Fiz todo esse rodeio para dizer que eu me identifico bastante com o protagonista de Cider no yô ni kotoba ga wakiagaru. Cherry (Somegorô Ichikawa) é um menino tímido, que adora escrever haicais e trabalha em uma espécie de creche para idosos, que fica em um movimentado shopping. Enquanto não está trabalhando ou escrevendo, ele passa o tempo com seus amigos ou arrumando as coisas em seu quarto, contando os dias para uma mudança de cidade que deve acontecer em breve.

Por um acidente típico de filmes, o caminho de Cherry acaba se cruzando com o de Smile (Hana Sugisaki), uma menina que é uma espécie de influencer digital, mas que parou de sorrir quando a adolescência a fez ficar consciente de sua característica física mais marcante: os dentes proeminentes da frente, no melhor estilo Mônica.

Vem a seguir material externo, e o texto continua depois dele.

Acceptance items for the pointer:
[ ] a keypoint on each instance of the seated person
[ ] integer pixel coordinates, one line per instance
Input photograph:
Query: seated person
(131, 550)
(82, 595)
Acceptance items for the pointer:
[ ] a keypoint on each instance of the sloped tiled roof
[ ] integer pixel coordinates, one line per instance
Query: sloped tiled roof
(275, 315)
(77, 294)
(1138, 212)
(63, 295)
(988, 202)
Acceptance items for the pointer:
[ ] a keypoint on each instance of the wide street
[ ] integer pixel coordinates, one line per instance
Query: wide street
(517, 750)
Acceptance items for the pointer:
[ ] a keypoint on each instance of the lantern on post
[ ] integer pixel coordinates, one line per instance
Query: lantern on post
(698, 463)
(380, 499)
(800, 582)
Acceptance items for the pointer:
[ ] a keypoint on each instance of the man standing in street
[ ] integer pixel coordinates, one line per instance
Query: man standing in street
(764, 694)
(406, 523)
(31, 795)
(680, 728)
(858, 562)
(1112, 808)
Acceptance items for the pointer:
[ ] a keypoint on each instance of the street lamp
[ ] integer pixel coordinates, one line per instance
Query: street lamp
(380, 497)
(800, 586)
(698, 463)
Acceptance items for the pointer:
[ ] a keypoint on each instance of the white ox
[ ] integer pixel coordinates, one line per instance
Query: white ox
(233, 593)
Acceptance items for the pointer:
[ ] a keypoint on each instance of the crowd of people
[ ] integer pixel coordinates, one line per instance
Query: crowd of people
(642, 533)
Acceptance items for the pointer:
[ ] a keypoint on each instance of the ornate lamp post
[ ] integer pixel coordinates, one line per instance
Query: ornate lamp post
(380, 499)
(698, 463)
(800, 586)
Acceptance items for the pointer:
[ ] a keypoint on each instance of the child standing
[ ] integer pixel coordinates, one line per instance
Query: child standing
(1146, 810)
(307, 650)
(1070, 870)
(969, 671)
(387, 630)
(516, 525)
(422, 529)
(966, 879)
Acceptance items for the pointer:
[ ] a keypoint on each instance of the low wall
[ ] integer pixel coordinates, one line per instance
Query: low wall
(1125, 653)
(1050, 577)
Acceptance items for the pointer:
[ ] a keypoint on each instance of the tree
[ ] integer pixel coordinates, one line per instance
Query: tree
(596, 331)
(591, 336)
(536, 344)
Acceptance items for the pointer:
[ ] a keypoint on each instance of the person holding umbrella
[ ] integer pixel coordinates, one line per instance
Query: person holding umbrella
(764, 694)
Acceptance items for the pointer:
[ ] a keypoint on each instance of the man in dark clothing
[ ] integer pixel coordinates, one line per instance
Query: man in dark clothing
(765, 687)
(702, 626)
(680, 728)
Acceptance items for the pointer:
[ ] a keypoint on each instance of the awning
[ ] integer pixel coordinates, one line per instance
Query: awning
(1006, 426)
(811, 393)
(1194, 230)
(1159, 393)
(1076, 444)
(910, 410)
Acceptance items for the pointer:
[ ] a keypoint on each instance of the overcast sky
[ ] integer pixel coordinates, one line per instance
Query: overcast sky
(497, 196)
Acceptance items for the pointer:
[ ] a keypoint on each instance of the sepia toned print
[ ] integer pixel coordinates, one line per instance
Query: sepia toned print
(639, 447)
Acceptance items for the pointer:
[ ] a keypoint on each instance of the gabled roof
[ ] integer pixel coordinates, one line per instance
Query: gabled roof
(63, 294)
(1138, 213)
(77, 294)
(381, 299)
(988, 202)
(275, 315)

E, juntos, os dois assumem uma espécie de missão: ajudar um dos idosos do lugar, Fujiyama (Kôichi Yamadera), a ouvir novamente seu disco favorito, cuja única cópia restante está desaparecida.

De maneira geral, Cider no yô ni kotoba ga wakiagaru não se preocupa muito com ser plausível quanto aos acontecimentos da trama, que vão se encaixando muito bem à medida que a história caminha em uma direção bastante óbvia. Ao mesmo tempo, a realidade pode ser tão absurda ou repleta de coincidências que isso não chega a incomodar, não dessa vez. Afinal, mais importante do que o que está efetivamente acontecendo na tela é o que aquilo realmente quer dizer.

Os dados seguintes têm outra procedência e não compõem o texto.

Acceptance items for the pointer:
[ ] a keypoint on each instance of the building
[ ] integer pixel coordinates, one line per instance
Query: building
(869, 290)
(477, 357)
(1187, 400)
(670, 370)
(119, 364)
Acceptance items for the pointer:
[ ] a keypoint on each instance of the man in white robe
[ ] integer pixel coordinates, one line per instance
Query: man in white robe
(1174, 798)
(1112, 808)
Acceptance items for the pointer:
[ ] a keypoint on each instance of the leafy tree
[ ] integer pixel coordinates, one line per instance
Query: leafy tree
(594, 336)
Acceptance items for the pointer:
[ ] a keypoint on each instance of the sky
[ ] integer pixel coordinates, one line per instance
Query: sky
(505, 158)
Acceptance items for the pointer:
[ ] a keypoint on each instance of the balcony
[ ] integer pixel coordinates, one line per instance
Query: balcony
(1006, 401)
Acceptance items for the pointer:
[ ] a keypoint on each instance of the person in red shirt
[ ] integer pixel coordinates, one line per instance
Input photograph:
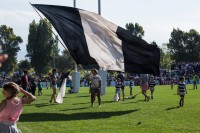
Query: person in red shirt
(24, 81)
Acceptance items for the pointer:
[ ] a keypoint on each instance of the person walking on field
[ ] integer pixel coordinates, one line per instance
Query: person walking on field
(181, 91)
(121, 76)
(24, 81)
(95, 86)
(144, 86)
(11, 107)
(195, 81)
(54, 80)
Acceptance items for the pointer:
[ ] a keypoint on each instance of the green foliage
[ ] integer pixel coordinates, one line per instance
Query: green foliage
(10, 45)
(41, 46)
(184, 46)
(24, 65)
(160, 115)
(135, 29)
(165, 58)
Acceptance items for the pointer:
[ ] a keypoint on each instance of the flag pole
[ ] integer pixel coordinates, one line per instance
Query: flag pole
(76, 76)
(101, 72)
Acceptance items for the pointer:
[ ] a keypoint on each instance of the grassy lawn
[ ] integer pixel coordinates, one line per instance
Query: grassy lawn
(160, 115)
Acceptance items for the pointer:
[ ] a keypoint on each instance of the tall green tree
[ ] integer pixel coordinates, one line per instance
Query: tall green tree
(41, 45)
(184, 46)
(135, 29)
(10, 45)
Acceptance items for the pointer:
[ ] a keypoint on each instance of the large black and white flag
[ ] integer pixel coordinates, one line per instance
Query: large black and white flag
(91, 39)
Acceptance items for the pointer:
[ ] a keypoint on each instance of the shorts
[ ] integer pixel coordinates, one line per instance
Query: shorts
(95, 90)
(54, 86)
(151, 89)
(11, 128)
(117, 91)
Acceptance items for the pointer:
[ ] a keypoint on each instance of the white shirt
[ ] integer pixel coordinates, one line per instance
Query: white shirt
(95, 80)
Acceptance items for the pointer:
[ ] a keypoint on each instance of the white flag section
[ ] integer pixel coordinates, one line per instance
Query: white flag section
(61, 93)
(102, 33)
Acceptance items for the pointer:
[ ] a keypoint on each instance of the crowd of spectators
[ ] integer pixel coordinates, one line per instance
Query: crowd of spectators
(186, 69)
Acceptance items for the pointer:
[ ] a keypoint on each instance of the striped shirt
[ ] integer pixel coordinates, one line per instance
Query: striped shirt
(181, 88)
(152, 83)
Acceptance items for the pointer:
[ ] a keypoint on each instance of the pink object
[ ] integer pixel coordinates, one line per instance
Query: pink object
(11, 112)
(144, 86)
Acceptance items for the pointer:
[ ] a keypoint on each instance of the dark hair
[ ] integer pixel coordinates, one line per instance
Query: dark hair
(54, 70)
(25, 71)
(13, 88)
(95, 70)
(181, 78)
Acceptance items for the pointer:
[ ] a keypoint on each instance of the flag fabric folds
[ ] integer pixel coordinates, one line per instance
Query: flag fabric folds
(91, 39)
(61, 93)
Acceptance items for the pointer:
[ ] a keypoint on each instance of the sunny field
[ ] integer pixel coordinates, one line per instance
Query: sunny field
(160, 115)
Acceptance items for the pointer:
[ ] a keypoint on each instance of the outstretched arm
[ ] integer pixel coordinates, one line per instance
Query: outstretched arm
(29, 97)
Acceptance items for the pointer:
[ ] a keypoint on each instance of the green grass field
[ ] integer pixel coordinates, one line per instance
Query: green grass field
(160, 115)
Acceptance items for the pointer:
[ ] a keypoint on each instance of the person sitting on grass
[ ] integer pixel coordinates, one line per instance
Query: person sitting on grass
(181, 91)
(39, 85)
(11, 107)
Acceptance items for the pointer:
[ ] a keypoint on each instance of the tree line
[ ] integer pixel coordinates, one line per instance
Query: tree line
(43, 53)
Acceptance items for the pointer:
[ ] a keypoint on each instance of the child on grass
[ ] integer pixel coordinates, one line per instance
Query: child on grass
(144, 86)
(152, 84)
(172, 83)
(118, 85)
(181, 91)
(39, 84)
(131, 84)
(11, 107)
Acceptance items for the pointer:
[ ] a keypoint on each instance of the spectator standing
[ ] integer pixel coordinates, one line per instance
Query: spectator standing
(95, 87)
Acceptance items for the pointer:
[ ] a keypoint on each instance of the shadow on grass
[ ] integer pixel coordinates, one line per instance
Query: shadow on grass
(45, 104)
(81, 103)
(40, 117)
(75, 109)
(83, 96)
(176, 107)
(134, 101)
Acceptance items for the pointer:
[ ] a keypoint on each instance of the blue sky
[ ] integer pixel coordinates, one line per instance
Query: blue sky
(157, 17)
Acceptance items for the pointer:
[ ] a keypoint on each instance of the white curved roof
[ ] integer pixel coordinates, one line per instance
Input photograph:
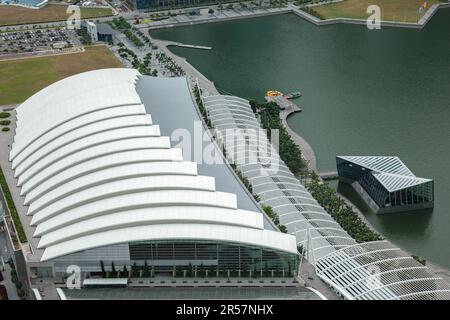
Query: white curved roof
(376, 270)
(95, 171)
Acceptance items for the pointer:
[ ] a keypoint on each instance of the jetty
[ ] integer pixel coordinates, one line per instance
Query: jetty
(283, 102)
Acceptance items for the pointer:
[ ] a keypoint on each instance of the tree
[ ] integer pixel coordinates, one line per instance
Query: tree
(134, 270)
(113, 270)
(125, 271)
(146, 270)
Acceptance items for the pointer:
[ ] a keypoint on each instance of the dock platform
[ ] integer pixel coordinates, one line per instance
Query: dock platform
(283, 103)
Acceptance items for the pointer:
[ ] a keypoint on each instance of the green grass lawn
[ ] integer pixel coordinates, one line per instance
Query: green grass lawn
(391, 10)
(19, 79)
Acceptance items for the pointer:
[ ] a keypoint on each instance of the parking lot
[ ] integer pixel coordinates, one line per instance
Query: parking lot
(38, 42)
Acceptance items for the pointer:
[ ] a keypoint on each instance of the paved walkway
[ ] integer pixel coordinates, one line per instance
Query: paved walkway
(195, 75)
(6, 139)
(6, 269)
(305, 147)
(308, 274)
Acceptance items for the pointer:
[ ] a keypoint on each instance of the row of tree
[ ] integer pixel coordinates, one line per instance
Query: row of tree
(269, 114)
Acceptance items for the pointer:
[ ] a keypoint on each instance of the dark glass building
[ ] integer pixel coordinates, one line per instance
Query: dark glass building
(385, 183)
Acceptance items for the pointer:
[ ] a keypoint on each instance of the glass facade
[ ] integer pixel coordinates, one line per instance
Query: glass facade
(169, 4)
(212, 259)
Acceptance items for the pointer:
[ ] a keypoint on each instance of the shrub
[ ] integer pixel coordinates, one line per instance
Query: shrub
(11, 206)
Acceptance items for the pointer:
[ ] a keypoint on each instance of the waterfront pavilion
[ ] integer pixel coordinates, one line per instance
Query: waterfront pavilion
(385, 183)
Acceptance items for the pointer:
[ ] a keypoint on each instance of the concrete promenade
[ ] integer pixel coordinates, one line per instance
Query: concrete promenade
(396, 24)
(306, 149)
(227, 15)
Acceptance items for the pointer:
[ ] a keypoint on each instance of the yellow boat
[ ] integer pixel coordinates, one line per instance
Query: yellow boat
(273, 93)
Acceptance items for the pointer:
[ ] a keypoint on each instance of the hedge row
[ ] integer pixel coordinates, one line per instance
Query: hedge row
(12, 208)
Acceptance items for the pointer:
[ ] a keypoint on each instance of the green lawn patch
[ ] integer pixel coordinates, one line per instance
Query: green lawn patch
(391, 10)
(12, 208)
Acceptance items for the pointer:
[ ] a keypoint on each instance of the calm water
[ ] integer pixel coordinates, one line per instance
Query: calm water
(365, 92)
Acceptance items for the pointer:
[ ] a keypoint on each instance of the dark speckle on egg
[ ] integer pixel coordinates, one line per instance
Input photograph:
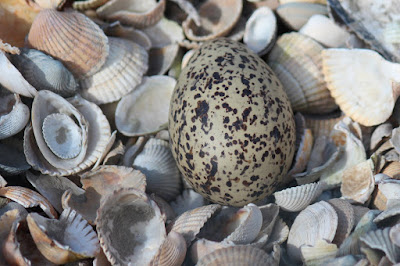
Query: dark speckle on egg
(231, 125)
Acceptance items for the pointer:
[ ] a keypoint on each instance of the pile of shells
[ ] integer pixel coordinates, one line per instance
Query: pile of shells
(86, 171)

Ao explorar os motivos pelos quais um homem idoso ficou obcecado por um disco de vinil, os dois protagonistas descobrem algo mais profundo do que um velho cheio de maneirismos. Além disso, em meio a esta interação crescente, eles precisam lidar com novos sentimentos e toda a insegurança derivada disso. Ele é muito tímido, mas joga sua expressividade nos poemas (e tem o agravante de que irá se mudar em breve). Ela está muito consciente de si mesma e de sua aparência, tendo dificuldade de perceber o que acontece ao seu redor.

Com isso, esta história dirigida por Kyohei Ishiguro e escrita por Dai Satô é o típico romance do começo de adolescência, aquele que muitos de nós gostaríamos de ter vivido. O momento bastante específico da vida dos personagens é respeitado (tecnicamente, eles têm entre 16 e 17 anos, mas parecem até mais novos que isso) e o mundo parece ressoar a energia que eles têm dentro de si, por mais que eles tenham certa dificuldade em expressá-la.

Visualmente, tudo em Cider no yô ni kotoba ga wakiagaru é muito colorido, vibrante e até exagerado, ao mesmo tempo que traz cenários estranhamente realistas – o shopping, inclusive, é muito parecido com um que eu conheço –, também contando sua história por meio da arquitetura e do uso dos espaços. Com isso, a produção consegue transmitir tanto a juventude (ou a distância dela) quanto as alegrias do verão (e seu caráter inevitavelmente passageiro).

Aliás, é por meio desse estranho equilíbrio e do cuidadoso trabalho com dicotomias que a produção se sustenta bem apesar dos clichês. Os protagonistas, por exemplo, não são exatamente opostos, mas são diferentes o bastante para enxergar algo de especial justamente naquilo que o outro está tentando esconder sobre si mesmo. E é isso o que torna a inesperada aproximação dos dois crível.

Tão doce quanto o permitido, Cider no yô ni kotoba ga wakiagaru passa rápido e levemente, aquecendo corações e alegrando velhos espíritos, como o meu, que não se cansam de ver novos amores surgindo.